On aborde la pluralité des convictions philosophiques ou religieuses en fonction de leurs doctrines ou rituels. J’attire l’attention sur une autre forme : le rapport entre les sujets et leurs convictions. Je m’appuierai sur certains travaux comme ceux de P. Gmünder et F. Oser sur la structure de la pensée religieuse en contexte chrétien pour indiquer la dominante de chaque approche. 

La première est celle de la toute-puissance : Dieu accomplit tout et l’être humain se soumet à sa volonté. La seconde approche est désignée par l’expression « l’influence réciproque » : la personne peut influencer Dieu au moyen de prières. En échange, elle accepte la volonté divine. « Chacun son domaine » caractérise la troisième approche : le sujet prend conscience de son libre arbitre. Le domaine numineux se borne alors aux rituels apportant un soutien et un réconfort.

La notion de « plan divin » constitue la spécificité d’un quatrième regard : si l’être humain se révèle autonome, la divinité demeure la garante des conditions dans lesquelles la liberté se déploie. Le sujet peut choisir ou non d’adhérer au « plan » qui se réalisera inexorablement. Un exemple l’illustre : « Afin d’accomplir son plan, Dieu m’a appelé pour une vocation : devenir une agente de pastorale, un prêtre ou un missionnaire pour annoncer l’idéal évangélique ».

Une cinquième approche est celle de « l’immanente transcendance » : si la divinité demeure la condition ultime de l’être, le rapport devient totalement intramondain.

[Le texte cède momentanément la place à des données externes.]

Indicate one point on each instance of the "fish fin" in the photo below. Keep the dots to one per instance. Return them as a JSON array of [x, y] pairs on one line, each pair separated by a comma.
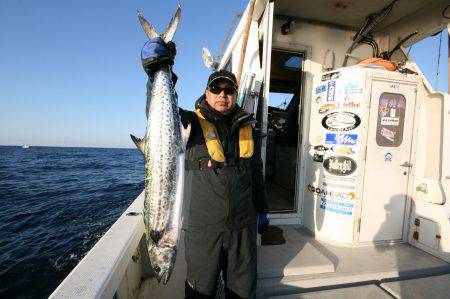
[[185, 133], [156, 236], [172, 28], [148, 28], [139, 143]]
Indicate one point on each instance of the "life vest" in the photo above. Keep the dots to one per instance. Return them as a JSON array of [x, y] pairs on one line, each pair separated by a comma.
[[215, 149]]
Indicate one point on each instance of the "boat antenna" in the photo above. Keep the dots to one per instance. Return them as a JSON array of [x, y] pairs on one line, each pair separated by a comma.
[[365, 31], [388, 55], [237, 16], [439, 62]]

Le « plan » cède la place à la relation contextualisée à l’autre avec toutes les conséquences qui en résultent. Un énoncé l’exemplifie : « Ma vocation, celle d’agente de pastorale, de prêtre ou de missionnaire, correspond à mes aspirations profondes, aux événements survenus, à ma culture familiale, à mon éducation. C’est une voie possible, parmi d’autres, pour vivre l’idéal perçu dans l’évangile et de tenter de contribuer ainsi au monde ». Une dernière approche est celle de l’amour universel. Le sujet accueille et accepte complètement la condition humaine tant dans ses forces que ses difficultés. Cette sixième approche se remarque de façon extrêmement rare dans les milieux croyants. Des individus exceptionnels tels que Gandhi ou Martin Luther King jr ont intégré cette voie. Dans les communautés chrétiennes, ce sont les cinq premières approches qui sont les plus fréquemment observées.

L’attention accordée à une telle typologie nous incite à privilégier le respect face au développement psychoreligieux et spirituel. Cela n’évite-t-il pas d’associer indûment une approche à une unique normativité des convictions religieuses ou spirituelles ? Une telle dérive ne risque-t-elle pas de se manifester dans certains milieux affirmant qu’une seule approche correspond à ce qu’ils appellent une « belle foi » tout en rejetant les regards différents sur cette réalité ? Dans le contexte contemporain, n’importe-t-il pas d’apprendre à découvrir la richesse, dans le dialogue, du point de vue de l’autre ? Une telle dynamique aurait l’avantage de favoriser un accueil encore plus grand des personnes en ne dogmatisant pas une conception particulière face à une autre.